Lawyers for the group said the papers were being served at the High Court on Thursday.

"Firstly we say that the decision of the former Home Secretary not to order an inquiry was irrational," lawyer Cliff Tibber said.

"Secondly there is a positive duty under article 2 of the Human Rights Act in these circumstances to order an inquiry." The first hearing at the High Court is unlikely to take place until October.

The government has rejected demands for an independent review of the bombings, which opposition politicians have also called for.

It says an inquiry would distract stretched security services when Britain is at serious risk of attack.

"As we have consistently maintained, experience has shown that a fuller public inquiry can take years and divert huge resources," a Home Office spokeswoman said earlier this month.

Britain remains at its second highest threat level, "severe", meaning an attack is highly likely.
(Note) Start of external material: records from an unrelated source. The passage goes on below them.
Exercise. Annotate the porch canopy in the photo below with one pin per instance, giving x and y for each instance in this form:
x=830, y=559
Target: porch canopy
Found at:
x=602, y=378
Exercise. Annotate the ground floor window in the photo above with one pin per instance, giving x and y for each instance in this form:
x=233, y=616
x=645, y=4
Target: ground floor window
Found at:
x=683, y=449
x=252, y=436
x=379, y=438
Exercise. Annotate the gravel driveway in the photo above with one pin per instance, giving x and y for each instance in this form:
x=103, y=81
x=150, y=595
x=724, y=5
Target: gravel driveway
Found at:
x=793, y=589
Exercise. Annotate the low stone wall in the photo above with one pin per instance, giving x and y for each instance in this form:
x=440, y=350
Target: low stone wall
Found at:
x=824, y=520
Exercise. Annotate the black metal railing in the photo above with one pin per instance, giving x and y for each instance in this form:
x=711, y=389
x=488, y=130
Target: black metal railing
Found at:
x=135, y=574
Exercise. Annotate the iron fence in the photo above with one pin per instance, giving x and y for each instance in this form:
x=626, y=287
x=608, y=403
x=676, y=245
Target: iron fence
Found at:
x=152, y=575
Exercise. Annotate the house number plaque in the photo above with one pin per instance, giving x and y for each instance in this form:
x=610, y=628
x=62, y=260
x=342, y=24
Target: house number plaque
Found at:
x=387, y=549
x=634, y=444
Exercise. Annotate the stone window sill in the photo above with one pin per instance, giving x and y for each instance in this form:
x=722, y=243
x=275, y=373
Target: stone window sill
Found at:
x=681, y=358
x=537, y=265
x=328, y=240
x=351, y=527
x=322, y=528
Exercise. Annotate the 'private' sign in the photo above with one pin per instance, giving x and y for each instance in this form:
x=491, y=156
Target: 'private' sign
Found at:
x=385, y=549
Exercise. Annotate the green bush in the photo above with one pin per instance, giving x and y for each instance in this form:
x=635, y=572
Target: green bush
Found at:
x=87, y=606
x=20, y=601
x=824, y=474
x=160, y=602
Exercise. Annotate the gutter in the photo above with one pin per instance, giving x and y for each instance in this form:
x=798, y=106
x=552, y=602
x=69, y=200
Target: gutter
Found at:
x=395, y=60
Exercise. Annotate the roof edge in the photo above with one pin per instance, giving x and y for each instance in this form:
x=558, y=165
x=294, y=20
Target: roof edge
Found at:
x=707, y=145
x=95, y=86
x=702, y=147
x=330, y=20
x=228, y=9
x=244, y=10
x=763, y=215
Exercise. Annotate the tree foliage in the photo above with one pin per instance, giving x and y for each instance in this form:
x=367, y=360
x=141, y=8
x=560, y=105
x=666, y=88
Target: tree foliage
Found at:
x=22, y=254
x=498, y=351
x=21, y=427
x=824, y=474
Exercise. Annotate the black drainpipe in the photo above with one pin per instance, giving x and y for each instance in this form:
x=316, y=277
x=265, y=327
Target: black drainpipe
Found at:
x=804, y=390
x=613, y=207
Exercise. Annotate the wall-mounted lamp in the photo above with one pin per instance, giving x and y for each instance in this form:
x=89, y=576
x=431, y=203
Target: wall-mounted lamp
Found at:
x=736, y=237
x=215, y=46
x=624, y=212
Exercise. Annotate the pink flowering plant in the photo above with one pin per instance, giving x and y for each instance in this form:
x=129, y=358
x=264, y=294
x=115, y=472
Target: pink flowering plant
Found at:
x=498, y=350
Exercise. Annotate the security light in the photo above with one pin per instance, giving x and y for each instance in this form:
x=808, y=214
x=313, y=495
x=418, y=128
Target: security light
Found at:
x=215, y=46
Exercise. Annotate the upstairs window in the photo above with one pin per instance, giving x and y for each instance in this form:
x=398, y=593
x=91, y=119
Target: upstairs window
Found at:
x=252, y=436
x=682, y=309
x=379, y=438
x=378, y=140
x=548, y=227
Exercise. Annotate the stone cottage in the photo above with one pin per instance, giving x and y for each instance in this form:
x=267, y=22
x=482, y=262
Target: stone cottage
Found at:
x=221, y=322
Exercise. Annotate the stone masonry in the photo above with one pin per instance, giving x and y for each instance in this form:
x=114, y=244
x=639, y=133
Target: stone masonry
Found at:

In June, a jeep laden with petrol canisters was rammed into Glasgow Airport, just days after two cars packed with gas canisters, petrol and nails were found in London.

The 7/7 inquiry group says there are vital unanswered questions that need to be addressed, particularly how much the authorities knew about two of the bombers, ringleader Mohammad Sidique Khan and Shehzad Tanweer, before the attacks.

They were photographed, recorded and followed by intelligence operatives several times in early 2004 in the company of plotters who have since been jailed for planning attacks using fertiliser-based bombs.

The government said in the aftermath of the July 7 strikes that all the bombers were "clean skins" who had not previously crossed the authorities' radar.

The group says that means an inquiry is needed to determine whether the government had failed in its duty to protect life.

"We would very much like answers to the questions we have raised. We don't understand why we haven't received them," Jacqui Putnam, who was on board the train blown up by Khan, said.